Everything in its place and a place for everything. Or was it the other way around? He supposed it amounted to the same thing in the long run, but he couldn't be troubled thinking about it. For a man ostensibly given to an orderly life, his head was a fairly cluttered place with its unsolved problems and issues frequently swept under carpets of convenient forgetfulness.
A shining example of male utilitarianism, everything in his home had its prescribed place and its assigned duties: the cooker was there to cook, the seats to be sat upon, the doors to hide behind; paintings were there to satisfy some sort of aesthetic need, not to blend in with the bedspread. Hence his decision on taking over the flat to replace the tastelessly framed print of 'Poppies' above the mantelpiece with something more suitable of his own; it was clichéd in any case and clashed with the decor. Besides, it was a woman's picture and his life had been devoid of any hint of femininity for many a long weekend.
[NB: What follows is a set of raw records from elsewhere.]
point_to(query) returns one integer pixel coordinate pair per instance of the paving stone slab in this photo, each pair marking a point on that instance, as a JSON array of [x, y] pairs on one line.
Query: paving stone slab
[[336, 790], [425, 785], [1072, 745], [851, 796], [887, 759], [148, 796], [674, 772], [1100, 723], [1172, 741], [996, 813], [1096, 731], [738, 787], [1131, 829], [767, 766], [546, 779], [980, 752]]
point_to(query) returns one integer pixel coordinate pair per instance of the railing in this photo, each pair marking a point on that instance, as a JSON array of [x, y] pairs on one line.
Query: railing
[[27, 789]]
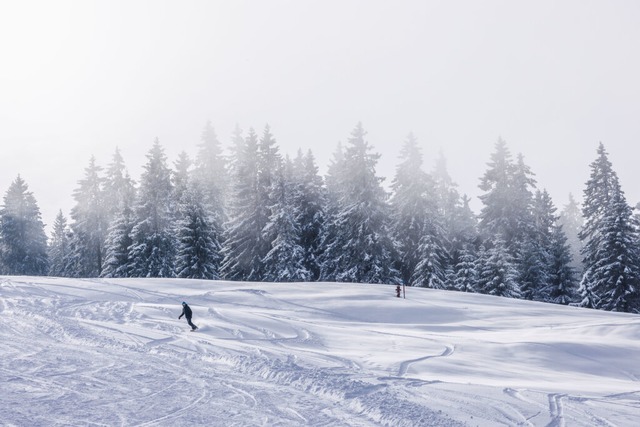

For the record it should be stressed that Jonathan Payne was not in the least bit misogynistic. He liked women. Indeed they were a constant source of delight to him as long as the staples didn't get in the way.
Not that things had not always been so. Lives rarely are. People in particular seem to glean such pleasure from never being so as often as humanly possible; in no other instance is Nature so consistently contrary. But, drawing from the various episodes that comprised his life, he had learned the hard way (as if there were any other) what its essence was for him. Oh, he was no King Solomon and, if truth be told, he was quite vain. Everything though, he'd concluded, was a nuisance, not a vanity. Marriage was a nuisance as were children, chores and getting up in the morning; not vanity nor a striving after the wind. He'd always regarded himself as one of the lucky ones never getting caught. But it was more chance than circumstance. In the past he had been keen enough but it never happened and now, looking back on other people's mishaps, he was quite content to have remained single if not entirely celibate.
Really! For a while, as he grew up, he struggled to understand both women and algebra sure that there was a place and a purpose for all of them in the world. Though perhaps maybe not with him. For all that, sometimes he thought it would be nice (homey even) to walk into the kitchen to the sound of bacon crackling and with a comfortable wife bent over the sink begging to have her rump slapped affectionately. Sometimes. But not very often.